Let me try to keep this short. We are stuck in our house - owe more than we it's worth. Neither of us can afford to stay alone, as we can barely afford the other bills. We have 2 boys - our 4 yr old son and her 12 yr old son.

Neither of us is sure we want to be married to each other - constant arguments and fighting. She's always saying I'm never happy, and at home I'm probably not. I feel like I ask her son to do simple chores, and she gets mad at me for asking him to do anything.

I love my son, and really enjoy the time he and I get to spend together. Although I would get 50/50 custody, it would be tough only getting to see him every other week.

Options:
1. Let house go into foreclosure, and we both move out?
2. Stay and get stuck in the same rut we've been in for the last couple of years?

She won't meet with a mediator, states that she will get her attorney to tell her what to do. Again, neither of us can afford an attorney and I can barely pay a couple hundred bucks if she would agree to us meeting with a mediator.

Anyone else in a similar situation? I feel trapped.


----------



## tacoma (May 1, 2011)

Seems like you might be room mates for awhile which might not be a bad thing if you use that time ti see what your options are.

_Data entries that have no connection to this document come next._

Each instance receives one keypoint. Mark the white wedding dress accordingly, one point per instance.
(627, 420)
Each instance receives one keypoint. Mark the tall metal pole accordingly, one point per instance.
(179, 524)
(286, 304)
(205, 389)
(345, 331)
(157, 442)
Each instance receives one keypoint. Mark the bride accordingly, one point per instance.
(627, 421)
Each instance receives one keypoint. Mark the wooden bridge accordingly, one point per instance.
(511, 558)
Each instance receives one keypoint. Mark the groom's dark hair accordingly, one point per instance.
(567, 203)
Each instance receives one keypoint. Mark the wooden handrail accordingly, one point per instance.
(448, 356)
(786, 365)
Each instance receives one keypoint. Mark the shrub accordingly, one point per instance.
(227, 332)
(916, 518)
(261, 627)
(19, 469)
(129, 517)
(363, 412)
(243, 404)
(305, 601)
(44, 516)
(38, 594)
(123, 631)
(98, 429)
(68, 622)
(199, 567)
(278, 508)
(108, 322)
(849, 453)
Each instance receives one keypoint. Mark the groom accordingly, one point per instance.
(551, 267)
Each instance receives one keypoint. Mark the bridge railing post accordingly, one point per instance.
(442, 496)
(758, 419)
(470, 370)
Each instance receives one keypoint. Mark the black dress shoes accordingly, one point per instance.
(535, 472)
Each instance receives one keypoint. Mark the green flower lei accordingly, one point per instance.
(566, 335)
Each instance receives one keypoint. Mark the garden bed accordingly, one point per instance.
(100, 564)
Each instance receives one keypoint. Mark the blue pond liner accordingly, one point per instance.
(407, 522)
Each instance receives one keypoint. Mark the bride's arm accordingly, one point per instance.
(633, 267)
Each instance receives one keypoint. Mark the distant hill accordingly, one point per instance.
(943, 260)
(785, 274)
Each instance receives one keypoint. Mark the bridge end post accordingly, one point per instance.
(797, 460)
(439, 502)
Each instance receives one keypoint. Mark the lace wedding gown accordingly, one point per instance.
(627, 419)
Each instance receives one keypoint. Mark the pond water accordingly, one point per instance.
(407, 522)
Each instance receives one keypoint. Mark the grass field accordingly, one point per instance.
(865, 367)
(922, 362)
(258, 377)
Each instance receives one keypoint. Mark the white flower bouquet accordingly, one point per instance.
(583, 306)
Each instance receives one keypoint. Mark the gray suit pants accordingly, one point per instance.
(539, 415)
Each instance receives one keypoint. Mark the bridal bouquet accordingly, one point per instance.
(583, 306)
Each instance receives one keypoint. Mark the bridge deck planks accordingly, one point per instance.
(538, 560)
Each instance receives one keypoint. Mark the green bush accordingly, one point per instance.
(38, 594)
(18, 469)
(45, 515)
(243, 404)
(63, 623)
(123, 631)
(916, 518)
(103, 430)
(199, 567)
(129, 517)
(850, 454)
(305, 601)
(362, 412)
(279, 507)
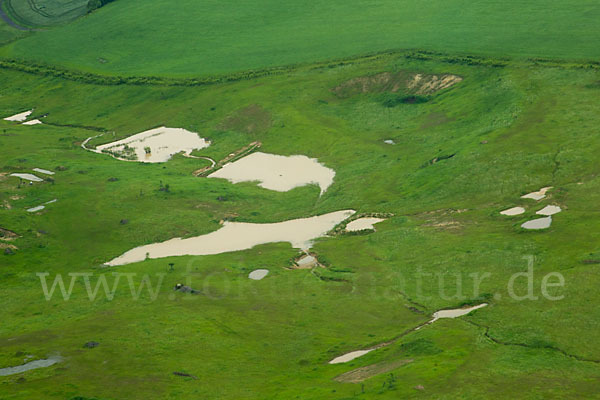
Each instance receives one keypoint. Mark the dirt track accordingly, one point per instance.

If you're at all interested in fixing your marriage run a search on this forum for manning up and the 180
_Posted via Mobile Device_


----------



## Hope Springs Eternal (Oct 6, 2012)

[email protected] said:


> Let me try to keep this short. We are stuck in our house - owe more than we it's worth. Neither of us can afford to stay alone, as we can barely afford the other bills. We have 2 boys - our 4 yr old son and her 12 yr old son.
> 
> Neither of us is sure we want to be married to each other - constant arguments and fighting. She's always saying I'm never happy, and at home I'm probably not. I feel like I ask her son to do simple chores, and she gets mad at me for asking him to do anything.
> 
> ...


I'm in the exact same situation. And people keep advising "screw the finances, just move out or make her move out." They just don't get it. Every bill is a struggle to pay. No wonder our relationship is strained. Anyhow, feel for you, sorry you have 2 young kids to deal with this around. I pray you will work things out. That's what I'm hoping for in my relationship.


----------